O Bairro Cabelo Seco me amanhece, já escrevi por aqui. Tenho sentido sua falta. Há mais de vinte dias não lhe faço uma visita de irmão. Tanto que já me veio em sonho, já choveu em minha janela e o cheiro de beira de rio não me deixa. Não moro em seus arredores. Não. Estou distante, mas faço parte dali. Por isso volto, preciso ressurgir. Lá estou sempre acompanhado, mesmo na sozinhez.
Outro bairro que faz parte das minhas memórias afetivas da infância é o Amapá. Não o Amapá dos ricos, aquele das ruas cheias de casas dotadas de cercas elétricas e muros lá pelo meio do céu. É o Amapá dos pobres, lá debaixo, que se escora no Rio Itacaiunas e bebe das cacimbas por falta de água encanada.
Leia mais:No Cabelo Seco eu fiz traquinagens quando menino e aprendi a me reconhecer negro e pertencente àquela comunidade já adulto. No Amapá, testemunhei um ir e vir de gente o dia inteiro quando o bairro era rota obrigatória para quem precisava ir para o Bairro Cidade Nova até o início da década de 1980. Os dois estão ali, separados apenas pelo Itacaiunas.
As casas espremidas dos dois bairros são icônicas e essa não é a única ligação que o Cabelo Seco tem com o Amapá.

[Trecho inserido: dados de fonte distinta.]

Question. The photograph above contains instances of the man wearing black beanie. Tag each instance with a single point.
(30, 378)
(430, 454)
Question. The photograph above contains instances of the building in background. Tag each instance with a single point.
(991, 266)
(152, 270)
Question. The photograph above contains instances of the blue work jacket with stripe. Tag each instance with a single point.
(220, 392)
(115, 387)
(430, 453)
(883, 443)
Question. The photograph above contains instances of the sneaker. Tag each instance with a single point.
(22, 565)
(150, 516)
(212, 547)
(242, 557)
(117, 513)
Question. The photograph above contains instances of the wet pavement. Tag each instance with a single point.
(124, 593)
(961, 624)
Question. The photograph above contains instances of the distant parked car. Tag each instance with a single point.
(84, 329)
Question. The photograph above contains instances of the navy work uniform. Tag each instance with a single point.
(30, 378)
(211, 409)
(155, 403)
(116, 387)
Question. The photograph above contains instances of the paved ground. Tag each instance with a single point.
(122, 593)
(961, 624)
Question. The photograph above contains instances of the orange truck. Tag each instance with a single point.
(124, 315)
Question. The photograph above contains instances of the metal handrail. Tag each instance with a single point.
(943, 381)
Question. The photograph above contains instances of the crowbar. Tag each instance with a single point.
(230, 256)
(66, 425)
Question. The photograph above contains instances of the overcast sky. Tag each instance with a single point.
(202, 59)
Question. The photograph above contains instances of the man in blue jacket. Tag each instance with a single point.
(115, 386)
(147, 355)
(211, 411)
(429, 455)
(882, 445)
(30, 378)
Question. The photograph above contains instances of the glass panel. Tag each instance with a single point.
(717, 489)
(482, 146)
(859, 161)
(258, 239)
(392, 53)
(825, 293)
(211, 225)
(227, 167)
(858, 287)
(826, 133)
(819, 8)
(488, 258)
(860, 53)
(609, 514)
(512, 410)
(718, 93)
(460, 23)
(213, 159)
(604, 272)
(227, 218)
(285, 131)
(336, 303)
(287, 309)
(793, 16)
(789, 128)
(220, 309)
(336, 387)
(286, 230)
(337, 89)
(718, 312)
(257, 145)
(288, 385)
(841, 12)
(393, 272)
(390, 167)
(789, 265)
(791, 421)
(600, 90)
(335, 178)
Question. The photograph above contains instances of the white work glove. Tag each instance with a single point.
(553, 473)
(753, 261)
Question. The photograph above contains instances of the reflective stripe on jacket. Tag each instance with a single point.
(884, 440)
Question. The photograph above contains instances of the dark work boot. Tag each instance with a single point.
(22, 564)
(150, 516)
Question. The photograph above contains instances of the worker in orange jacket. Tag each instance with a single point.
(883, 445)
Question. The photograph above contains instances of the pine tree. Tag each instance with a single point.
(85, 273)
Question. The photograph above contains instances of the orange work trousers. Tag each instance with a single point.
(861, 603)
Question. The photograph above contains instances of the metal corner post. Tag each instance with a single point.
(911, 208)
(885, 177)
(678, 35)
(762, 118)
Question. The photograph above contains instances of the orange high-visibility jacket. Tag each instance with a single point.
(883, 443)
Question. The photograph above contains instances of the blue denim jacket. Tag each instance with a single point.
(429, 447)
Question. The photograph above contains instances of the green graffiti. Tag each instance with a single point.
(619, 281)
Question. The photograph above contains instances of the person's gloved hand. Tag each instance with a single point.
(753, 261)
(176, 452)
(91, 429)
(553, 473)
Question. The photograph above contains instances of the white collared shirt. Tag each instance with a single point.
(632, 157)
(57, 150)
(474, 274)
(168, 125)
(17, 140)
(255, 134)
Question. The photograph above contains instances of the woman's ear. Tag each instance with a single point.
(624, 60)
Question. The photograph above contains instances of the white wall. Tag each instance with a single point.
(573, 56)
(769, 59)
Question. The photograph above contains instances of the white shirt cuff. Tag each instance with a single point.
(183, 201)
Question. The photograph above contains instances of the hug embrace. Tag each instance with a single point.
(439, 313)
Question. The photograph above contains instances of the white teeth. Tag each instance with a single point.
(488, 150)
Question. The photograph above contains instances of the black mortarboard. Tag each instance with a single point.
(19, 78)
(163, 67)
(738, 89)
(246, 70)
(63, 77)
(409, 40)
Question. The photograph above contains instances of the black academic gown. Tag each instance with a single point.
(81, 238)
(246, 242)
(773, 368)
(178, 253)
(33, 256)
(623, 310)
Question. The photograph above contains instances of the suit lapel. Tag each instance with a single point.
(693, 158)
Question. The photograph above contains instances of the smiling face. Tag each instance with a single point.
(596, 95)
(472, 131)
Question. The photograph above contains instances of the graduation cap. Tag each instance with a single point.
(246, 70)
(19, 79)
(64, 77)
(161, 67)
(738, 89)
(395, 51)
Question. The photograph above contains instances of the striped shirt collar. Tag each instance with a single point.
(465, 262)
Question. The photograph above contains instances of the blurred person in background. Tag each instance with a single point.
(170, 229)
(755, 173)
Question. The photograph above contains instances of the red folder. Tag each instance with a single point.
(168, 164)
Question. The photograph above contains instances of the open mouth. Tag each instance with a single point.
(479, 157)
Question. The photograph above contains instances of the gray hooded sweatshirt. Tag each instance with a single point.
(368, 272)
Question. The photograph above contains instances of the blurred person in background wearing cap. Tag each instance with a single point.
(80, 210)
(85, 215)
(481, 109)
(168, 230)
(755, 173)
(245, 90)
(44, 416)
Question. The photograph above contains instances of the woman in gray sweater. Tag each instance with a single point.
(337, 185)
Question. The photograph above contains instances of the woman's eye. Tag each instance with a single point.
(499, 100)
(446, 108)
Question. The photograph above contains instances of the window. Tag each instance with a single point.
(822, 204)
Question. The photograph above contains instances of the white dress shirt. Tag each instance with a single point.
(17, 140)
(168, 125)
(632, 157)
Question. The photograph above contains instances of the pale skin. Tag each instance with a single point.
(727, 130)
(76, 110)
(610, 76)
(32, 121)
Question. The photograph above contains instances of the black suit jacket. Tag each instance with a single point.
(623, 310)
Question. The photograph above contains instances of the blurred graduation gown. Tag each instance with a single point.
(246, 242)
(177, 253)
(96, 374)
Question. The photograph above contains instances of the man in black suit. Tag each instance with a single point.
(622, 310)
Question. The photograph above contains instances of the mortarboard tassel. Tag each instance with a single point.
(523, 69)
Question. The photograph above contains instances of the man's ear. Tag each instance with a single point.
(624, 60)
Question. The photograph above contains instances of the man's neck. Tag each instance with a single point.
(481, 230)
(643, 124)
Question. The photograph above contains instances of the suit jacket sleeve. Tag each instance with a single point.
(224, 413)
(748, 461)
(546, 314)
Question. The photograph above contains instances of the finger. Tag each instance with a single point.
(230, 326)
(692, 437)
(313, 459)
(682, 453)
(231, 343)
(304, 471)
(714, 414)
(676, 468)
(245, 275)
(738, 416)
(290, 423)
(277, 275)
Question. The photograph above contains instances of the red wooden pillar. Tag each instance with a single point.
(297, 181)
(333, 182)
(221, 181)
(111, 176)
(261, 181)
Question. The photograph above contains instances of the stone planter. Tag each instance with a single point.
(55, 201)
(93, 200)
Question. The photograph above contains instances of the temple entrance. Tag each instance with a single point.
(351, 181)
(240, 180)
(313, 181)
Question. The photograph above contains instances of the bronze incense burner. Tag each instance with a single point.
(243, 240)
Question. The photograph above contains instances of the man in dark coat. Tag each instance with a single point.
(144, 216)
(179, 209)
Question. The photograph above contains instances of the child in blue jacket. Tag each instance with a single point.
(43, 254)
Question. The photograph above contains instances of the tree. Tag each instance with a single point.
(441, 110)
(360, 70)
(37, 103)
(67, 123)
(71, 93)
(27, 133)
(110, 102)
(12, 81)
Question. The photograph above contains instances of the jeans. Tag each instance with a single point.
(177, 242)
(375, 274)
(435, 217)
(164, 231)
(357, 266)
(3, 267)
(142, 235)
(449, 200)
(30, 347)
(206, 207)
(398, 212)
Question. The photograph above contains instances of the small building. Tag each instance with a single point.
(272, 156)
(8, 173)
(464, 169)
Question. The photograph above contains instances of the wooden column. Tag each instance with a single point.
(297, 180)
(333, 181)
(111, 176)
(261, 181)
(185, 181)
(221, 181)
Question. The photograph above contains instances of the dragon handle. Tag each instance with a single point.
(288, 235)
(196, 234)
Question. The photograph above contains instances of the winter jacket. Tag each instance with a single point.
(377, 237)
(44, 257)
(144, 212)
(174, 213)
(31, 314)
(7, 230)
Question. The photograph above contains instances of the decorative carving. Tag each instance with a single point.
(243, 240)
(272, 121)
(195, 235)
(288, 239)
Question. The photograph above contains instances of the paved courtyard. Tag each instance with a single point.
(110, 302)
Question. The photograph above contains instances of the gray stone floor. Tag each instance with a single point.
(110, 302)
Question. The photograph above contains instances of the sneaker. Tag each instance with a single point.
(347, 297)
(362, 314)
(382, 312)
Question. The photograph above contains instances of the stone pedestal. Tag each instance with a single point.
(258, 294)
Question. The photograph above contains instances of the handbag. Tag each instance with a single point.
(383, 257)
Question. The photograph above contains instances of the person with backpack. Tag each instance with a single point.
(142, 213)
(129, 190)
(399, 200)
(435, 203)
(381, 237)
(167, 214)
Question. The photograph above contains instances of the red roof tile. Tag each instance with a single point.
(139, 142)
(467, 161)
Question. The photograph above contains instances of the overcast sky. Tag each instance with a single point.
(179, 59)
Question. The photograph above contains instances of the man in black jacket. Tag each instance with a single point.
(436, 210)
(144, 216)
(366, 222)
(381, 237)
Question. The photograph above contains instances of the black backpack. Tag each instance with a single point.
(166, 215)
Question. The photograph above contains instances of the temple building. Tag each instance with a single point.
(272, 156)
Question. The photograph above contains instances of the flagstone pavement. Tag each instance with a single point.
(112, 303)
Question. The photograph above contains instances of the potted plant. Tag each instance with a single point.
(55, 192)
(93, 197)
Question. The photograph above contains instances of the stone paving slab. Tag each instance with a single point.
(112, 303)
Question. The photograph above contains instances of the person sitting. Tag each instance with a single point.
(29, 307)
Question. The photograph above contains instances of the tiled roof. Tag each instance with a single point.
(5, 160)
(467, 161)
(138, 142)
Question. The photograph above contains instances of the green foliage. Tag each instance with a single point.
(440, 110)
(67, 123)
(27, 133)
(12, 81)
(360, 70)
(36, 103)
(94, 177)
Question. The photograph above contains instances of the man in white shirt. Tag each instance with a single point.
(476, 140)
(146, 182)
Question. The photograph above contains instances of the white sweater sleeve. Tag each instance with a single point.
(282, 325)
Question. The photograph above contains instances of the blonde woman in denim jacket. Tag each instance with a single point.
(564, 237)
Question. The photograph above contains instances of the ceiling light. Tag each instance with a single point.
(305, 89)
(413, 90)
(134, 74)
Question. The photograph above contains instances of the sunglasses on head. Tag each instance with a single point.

Há pobreza extrema em ambos, mas também há humanidade, menino zanzando nas ruas o dia inteiro e um quê de cidade parada no tempo. Ou pelo menos tinham.
Vejo léguas tiranas no “Amapá dos pobres” em que a destruição é igual ou pior a esquadrinhada no Google do “Amapá dos ricos”.
Esses dois bairros que são um retrato de uma Marabá do passado, agora estão em transformação e podem perder suas características. Ambos estão recebendo obras de infraestrutura da Prefeitura Municipal com recursos do governo federal.
O Cabelo Seco está ganhando um anel de cimento para separar seu povo da ligação direta com a água – definitivamente. Além disso, um mirante será erguido para proporcionar uma vista mais ampla do encontro especial do Rio Tocantins com o Itacaiunas.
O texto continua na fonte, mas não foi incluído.